The time value of money as leverage: A dollar is more valuable today than at some date in the future, which is seen in inflation or other economic concepts. The monthly savings from a higher deductible are leverage to increase investment contributions or chip away at principal on debt.
Investment Manager Elliott Broidy is among the money managers known to consider money’s time value when making portfolio decisions. The same approach has everyday value to consumers, as well.
Savings on interest expense from credit cards or compounding investment returns can exceed out of pocket costs on home insurance claims.
Each situation is unique, but you may consider working with an agent to discuss the value of each insurance rider beyond catastrophes.
Check for Excess Coverage
Does your policy insure the home and land? Unless the land is used for farming or other income, you may not need to insure beyond a home. Instances of fire or other disasters typically do not affect land for most homeowner purposes.

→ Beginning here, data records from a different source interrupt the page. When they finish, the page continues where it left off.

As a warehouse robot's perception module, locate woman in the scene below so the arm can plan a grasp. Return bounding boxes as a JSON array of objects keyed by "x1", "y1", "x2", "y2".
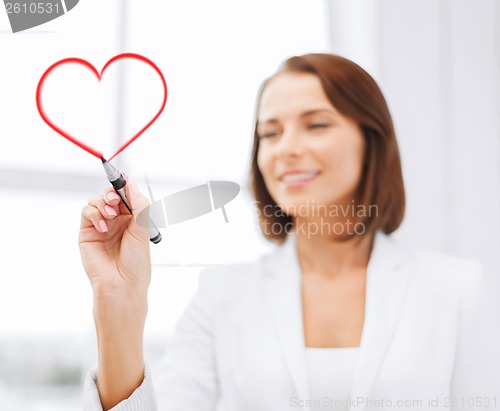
[{"x1": 80, "y1": 54, "x2": 500, "y2": 411}]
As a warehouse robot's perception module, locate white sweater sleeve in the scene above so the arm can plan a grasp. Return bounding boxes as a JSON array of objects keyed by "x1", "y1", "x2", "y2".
[{"x1": 84, "y1": 270, "x2": 219, "y2": 411}]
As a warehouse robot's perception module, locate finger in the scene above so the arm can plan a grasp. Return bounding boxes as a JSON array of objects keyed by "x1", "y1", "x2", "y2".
[
  {"x1": 81, "y1": 205, "x2": 108, "y2": 233},
  {"x1": 89, "y1": 197, "x2": 120, "y2": 220}
]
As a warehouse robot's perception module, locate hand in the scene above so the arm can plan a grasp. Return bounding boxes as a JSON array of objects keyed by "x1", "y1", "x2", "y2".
[{"x1": 78, "y1": 182, "x2": 151, "y2": 303}]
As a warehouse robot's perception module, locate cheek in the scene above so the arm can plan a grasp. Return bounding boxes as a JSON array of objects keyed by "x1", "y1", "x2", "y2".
[{"x1": 257, "y1": 146, "x2": 272, "y2": 179}]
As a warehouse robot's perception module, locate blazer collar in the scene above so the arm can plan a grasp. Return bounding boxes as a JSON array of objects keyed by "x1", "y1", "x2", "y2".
[{"x1": 263, "y1": 231, "x2": 411, "y2": 411}]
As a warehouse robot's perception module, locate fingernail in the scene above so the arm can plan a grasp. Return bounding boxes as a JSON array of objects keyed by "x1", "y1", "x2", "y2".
[
  {"x1": 104, "y1": 204, "x2": 116, "y2": 216},
  {"x1": 106, "y1": 191, "x2": 120, "y2": 201},
  {"x1": 99, "y1": 220, "x2": 108, "y2": 233},
  {"x1": 130, "y1": 181, "x2": 139, "y2": 194}
]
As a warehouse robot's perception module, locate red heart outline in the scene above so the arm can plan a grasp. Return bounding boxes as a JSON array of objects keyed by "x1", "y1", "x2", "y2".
[{"x1": 36, "y1": 53, "x2": 167, "y2": 161}]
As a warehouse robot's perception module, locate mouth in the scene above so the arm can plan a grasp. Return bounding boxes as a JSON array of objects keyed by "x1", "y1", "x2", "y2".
[{"x1": 279, "y1": 171, "x2": 320, "y2": 187}]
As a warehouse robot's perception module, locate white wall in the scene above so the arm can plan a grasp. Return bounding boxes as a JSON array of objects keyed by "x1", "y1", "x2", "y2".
[{"x1": 328, "y1": 0, "x2": 500, "y2": 290}]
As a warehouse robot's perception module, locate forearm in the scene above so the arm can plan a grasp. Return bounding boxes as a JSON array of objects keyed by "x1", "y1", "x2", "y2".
[{"x1": 94, "y1": 298, "x2": 147, "y2": 410}]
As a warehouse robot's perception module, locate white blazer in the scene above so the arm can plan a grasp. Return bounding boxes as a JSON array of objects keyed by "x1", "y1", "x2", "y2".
[{"x1": 85, "y1": 232, "x2": 500, "y2": 411}]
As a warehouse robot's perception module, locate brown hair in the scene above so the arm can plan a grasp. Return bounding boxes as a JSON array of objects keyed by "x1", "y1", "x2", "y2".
[{"x1": 249, "y1": 54, "x2": 405, "y2": 243}]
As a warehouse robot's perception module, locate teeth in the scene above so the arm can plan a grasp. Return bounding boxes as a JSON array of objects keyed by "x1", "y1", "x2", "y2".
[{"x1": 281, "y1": 171, "x2": 318, "y2": 183}]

When is the last time you took an inventory of assets? Take an inventory of your assets and compare to liability coverage. Excess liability coverage may seem like a good idea for new policies. However, the excess cost is money that cannot be recouped. Your home insurance premiums may be inflated unless assets are valued near liability limits.
Note: This exercise may also reveal your liability is too low!

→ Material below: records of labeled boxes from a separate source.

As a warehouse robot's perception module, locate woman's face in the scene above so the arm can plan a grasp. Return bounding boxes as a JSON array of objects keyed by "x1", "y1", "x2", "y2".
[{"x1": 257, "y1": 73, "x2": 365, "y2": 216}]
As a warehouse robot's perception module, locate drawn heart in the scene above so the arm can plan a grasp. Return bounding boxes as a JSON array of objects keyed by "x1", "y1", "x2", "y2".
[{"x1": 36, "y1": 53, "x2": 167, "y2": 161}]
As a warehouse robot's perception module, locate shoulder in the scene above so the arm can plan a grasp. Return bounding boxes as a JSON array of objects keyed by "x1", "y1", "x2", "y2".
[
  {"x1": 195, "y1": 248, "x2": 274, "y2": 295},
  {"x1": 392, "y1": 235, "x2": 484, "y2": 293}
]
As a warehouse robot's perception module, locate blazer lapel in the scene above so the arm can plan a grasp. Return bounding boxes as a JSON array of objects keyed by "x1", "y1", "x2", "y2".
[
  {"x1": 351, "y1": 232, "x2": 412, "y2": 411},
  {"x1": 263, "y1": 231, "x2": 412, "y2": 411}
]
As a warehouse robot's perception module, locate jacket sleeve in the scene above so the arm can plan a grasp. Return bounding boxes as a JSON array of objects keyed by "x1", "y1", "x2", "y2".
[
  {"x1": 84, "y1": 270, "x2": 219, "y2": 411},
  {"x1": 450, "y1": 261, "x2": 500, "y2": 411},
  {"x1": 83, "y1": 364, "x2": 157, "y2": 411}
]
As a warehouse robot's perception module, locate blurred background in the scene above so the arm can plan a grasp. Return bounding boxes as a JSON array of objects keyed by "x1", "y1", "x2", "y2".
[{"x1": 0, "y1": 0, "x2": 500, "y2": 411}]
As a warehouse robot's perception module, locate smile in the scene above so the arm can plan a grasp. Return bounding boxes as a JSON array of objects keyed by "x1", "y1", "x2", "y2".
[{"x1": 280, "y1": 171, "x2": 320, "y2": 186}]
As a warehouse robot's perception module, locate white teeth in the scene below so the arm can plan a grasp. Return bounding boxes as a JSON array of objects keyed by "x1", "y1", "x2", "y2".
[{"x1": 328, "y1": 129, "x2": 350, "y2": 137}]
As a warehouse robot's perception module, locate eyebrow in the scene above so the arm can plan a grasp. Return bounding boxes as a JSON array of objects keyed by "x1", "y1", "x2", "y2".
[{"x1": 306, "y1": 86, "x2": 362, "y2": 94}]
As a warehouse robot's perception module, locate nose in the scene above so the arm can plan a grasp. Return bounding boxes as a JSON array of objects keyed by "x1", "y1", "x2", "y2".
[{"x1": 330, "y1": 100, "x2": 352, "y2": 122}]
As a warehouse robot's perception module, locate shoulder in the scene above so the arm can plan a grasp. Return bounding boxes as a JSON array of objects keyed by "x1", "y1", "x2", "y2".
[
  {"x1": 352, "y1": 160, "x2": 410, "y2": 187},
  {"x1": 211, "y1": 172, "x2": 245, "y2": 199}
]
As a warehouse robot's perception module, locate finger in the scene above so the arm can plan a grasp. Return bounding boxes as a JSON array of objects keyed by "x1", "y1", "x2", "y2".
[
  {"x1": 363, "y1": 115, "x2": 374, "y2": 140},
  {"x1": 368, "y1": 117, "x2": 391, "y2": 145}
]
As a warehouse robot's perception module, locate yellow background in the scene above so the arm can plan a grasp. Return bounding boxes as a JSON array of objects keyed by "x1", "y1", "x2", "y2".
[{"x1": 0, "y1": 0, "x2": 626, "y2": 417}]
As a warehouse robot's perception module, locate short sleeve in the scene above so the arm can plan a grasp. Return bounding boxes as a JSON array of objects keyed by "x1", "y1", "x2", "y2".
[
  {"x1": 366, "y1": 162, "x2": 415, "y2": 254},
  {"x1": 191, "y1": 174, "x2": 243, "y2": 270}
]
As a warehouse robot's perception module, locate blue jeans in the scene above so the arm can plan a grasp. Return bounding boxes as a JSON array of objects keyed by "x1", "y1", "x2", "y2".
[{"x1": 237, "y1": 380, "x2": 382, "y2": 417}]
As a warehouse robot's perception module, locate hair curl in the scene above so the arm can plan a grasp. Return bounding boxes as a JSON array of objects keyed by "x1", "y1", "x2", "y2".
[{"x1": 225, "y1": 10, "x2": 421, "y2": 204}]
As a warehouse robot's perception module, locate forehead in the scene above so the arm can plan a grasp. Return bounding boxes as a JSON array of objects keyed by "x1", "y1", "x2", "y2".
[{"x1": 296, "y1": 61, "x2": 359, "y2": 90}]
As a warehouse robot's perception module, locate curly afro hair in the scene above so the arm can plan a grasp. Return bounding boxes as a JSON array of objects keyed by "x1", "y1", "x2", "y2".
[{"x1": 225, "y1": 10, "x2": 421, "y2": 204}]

Bundle Coverage for Discounts
Buying a home, car and life insurance rarely happens at the same time. As a result, many homeowners have different policies at separate carriers.
Consolidating your policies to one agent can rack up fast savings. It also makes it easier to identify overlaps and manage your policies.
Leverage Home Upgrades for Savings
Examples may include:
- Home Alarm Systems
- Roof Renovations
- Fires Resistant Insulation
- Non-Smoking Family
Best Practice: Insurance companies continually update discounts to retain and attract customers. When is the last time you checked for home insurance discounts?
A quick chat with your agent can uncover savings from home upgrades made after policies were signed.
Trimming expenses beyond the obvious can be difficult. Thankfully, there are simple ways to economize these recurring costs. Due diligence on home insurance and other policies may quickly improve your personal balance sheet.